You have found the perfect real estate investment property (REI), and now you want to choose from the many ways to finance your acquisition. But first, get your financial house in order and learn as much about real estate as you can. Now, there are 6 Types of Real Estate Investment Financing.
6 Types of Real Estate Investment Financing to Consider
- FHA Financing
One of the best ways to start is to buy a property with an FHA loan. You will need two years of employment history, and you can only use these loans on your primary residence. But the great part is that you can buy any property up to a fourplex. So why not live in one unit and rent out the other three? These loans come with great rates, and they will lend up to 96.5% of the property’s value. And for properties that need some work, you can take advantage of the 203K program they offer as well.
An FHA 203k loan, (sometimes called a Rehab Loan or FHA Construction loan addresses a common problem when buying a fixer home: lenders often don’t approve loans for homes in need of major repairs. The loan allows you to finance not one, but two major items 1) the house itself, and; 2) needed/wanted repairs. Because the lender tracks and verifies repairs, it is willing to approve a loan on a home it wouldn’t otherwise consider.
- Traditional Banks
For the most part, the banks that will be willing to lend to you on small investment properties are local community banks. You may have some luck with the larger, national variety, but they tend to shy away from these types of loans.
If you own your own home and have some equity, it may make sense to take out a Home Equity Line of Credit (HELOC) on the property in order to fund your investments. This is especially true if the property you want to buy needs some work, or you plan on flipping it. Using a HELOC prevents you with getting hit with a bunch of loan fees up front. And then, once you flip or refinance that investment property, you can pay down the HELOC and then use it again on your next property.
- Seller Financing, Subject To, and Lease Options
If you’re negotiating with a motivated seller, creative financing is definitely an option you should consider. Again, I will note that it’s very difficult to do even these types of deals if you don’t have any money of your own. For example, you might be able to buy a property with seller financing for 100% of the purchase price, but what if it needs some repairs? Generally, these should be seen as “low money down” not “no money down” deals unless you plan on wholesaling.
- Partnerships and Private Lending
Generally speaking, private loans will not be something you want to stay on your property for long because they are too expensive. Hard money loans will virtually always be too expensive. But even private loans (from individuals with money that you meet and convince to lend to you) will still generally be 8% or higher. That being said, if you are able to find a private lender who will lend to you for less than that, you could conceivably use that as a source of long term financing. Just be warned that private lenders will eventually want their money back, so you should have a plan in place for when that happens.

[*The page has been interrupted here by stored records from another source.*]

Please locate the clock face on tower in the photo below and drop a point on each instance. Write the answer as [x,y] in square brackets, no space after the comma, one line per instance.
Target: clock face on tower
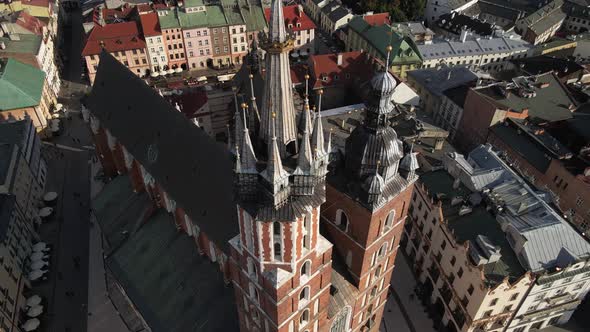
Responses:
[152,153]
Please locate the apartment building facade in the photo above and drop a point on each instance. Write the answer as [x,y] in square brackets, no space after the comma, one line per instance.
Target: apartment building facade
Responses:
[489,53]
[21,99]
[154,40]
[374,40]
[15,246]
[300,25]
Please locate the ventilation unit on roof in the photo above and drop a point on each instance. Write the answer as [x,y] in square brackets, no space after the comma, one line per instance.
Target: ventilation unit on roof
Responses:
[483,251]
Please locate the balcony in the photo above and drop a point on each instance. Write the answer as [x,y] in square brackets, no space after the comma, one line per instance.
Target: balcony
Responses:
[564,306]
[558,298]
[459,317]
[434,273]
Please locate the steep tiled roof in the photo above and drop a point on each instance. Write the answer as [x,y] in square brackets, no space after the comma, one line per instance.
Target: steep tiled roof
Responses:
[182,292]
[150,25]
[30,23]
[354,66]
[21,85]
[114,37]
[292,16]
[191,167]
[404,49]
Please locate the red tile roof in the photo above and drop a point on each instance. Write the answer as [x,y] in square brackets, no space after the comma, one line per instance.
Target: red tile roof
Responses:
[355,65]
[150,25]
[36,3]
[144,8]
[298,72]
[189,102]
[30,23]
[116,37]
[292,16]
[377,19]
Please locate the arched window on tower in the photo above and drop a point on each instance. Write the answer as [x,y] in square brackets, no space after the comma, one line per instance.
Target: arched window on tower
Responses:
[278,251]
[342,220]
[304,297]
[390,220]
[253,292]
[382,250]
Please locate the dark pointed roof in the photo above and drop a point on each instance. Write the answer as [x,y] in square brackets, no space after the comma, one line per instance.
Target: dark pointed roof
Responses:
[196,171]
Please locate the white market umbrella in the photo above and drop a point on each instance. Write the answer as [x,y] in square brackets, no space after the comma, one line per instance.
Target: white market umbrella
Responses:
[35,311]
[33,300]
[39,246]
[37,256]
[31,324]
[45,212]
[34,275]
[50,196]
[38,265]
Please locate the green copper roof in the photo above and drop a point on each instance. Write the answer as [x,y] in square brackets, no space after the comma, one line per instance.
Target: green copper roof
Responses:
[215,16]
[26,44]
[233,12]
[379,37]
[179,19]
[21,85]
[253,14]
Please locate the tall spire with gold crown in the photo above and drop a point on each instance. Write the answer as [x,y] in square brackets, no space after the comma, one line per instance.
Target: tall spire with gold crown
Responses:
[277,95]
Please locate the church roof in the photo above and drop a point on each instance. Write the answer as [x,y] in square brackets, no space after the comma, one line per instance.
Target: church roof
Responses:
[194,170]
[181,292]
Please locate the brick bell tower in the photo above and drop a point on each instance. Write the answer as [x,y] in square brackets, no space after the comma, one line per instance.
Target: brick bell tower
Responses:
[367,198]
[280,264]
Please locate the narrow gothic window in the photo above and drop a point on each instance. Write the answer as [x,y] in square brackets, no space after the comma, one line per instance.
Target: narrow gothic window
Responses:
[304,295]
[342,220]
[304,317]
[278,252]
[305,268]
[390,219]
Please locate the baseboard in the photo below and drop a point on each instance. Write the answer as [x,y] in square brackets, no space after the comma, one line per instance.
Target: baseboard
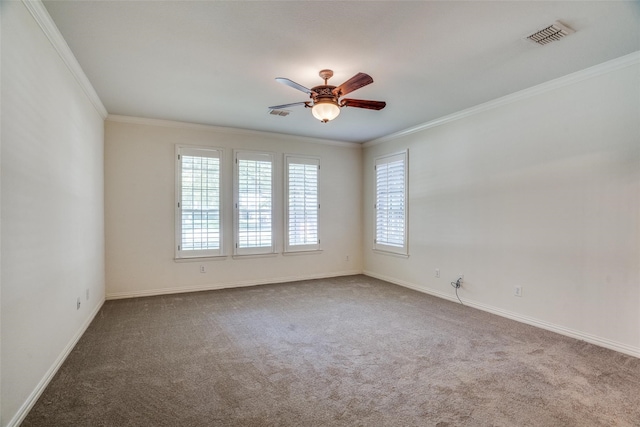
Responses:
[599,341]
[44,382]
[216,286]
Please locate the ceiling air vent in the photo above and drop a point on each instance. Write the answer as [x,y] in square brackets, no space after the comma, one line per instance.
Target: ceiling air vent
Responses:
[279,112]
[552,33]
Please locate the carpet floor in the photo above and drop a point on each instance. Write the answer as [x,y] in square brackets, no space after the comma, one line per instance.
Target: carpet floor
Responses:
[346,351]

Another option is to use a partner. This could be your strategy in general, where you bring the time and effort, and your partner provides the money for the down payment. The partner can also help you by providing strong credit and income that will make a bank feel more comfortable lending. This doesn’t mean a bank will lend to you if your
credit is in the mid 300’s even if you have a financially strong partner, but it certainly will help if, on your own, you are on the edge.

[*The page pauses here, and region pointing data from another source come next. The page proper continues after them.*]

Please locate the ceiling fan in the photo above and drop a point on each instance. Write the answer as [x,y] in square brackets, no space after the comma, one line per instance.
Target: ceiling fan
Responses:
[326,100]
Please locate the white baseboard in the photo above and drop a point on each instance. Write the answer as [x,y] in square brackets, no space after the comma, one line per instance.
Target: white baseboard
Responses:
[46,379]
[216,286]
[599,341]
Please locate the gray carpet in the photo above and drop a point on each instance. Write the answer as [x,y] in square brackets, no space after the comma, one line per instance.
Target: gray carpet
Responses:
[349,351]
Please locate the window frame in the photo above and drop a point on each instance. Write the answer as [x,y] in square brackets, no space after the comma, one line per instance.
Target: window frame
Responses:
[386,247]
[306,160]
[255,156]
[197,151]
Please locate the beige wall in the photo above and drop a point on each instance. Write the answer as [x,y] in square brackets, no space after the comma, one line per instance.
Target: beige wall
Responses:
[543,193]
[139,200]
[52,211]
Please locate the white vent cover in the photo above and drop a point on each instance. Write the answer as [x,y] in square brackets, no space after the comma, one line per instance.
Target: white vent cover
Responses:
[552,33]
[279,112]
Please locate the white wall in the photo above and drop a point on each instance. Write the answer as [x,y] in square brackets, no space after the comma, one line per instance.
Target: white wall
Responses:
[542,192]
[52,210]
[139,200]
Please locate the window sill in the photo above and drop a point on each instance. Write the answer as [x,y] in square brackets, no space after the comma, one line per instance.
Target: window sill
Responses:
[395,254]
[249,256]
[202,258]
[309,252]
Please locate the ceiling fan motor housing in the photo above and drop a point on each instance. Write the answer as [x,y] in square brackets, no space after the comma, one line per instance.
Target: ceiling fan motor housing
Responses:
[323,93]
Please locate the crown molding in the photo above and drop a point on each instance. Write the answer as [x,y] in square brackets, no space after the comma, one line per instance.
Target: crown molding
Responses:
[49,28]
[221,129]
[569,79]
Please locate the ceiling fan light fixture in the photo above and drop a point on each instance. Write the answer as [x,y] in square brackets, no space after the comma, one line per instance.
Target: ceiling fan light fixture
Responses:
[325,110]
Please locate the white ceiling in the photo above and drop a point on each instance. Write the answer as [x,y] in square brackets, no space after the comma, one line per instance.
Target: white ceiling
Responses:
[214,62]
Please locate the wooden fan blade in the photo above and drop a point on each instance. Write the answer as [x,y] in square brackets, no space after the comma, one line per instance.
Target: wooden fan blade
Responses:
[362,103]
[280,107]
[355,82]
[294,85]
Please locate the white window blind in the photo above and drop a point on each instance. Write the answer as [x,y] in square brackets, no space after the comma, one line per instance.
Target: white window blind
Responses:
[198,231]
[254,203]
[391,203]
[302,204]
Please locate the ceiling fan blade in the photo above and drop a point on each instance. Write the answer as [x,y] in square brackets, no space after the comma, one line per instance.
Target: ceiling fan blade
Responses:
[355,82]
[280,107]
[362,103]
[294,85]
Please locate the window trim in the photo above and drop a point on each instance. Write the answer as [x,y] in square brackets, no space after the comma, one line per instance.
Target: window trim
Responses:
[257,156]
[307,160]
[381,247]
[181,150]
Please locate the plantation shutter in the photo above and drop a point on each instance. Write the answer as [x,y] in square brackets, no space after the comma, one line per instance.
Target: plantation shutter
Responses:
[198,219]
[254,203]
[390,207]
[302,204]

Crowdfunding is a method of raising capital through the collective effort of friends, family, customers, and individual investors. This approach taps into the collective efforts of a large pool of individuals—primarily online via social media and crowdfunding platforms—and leverages their networks for greater reach and exposure.
There are three primary types are
- donation-based – seeking money for a cause
- rewards-based – seeking money with some kind of reward attached.
- equity crowdfunding– seeking money from investors who expect an equity position in the project.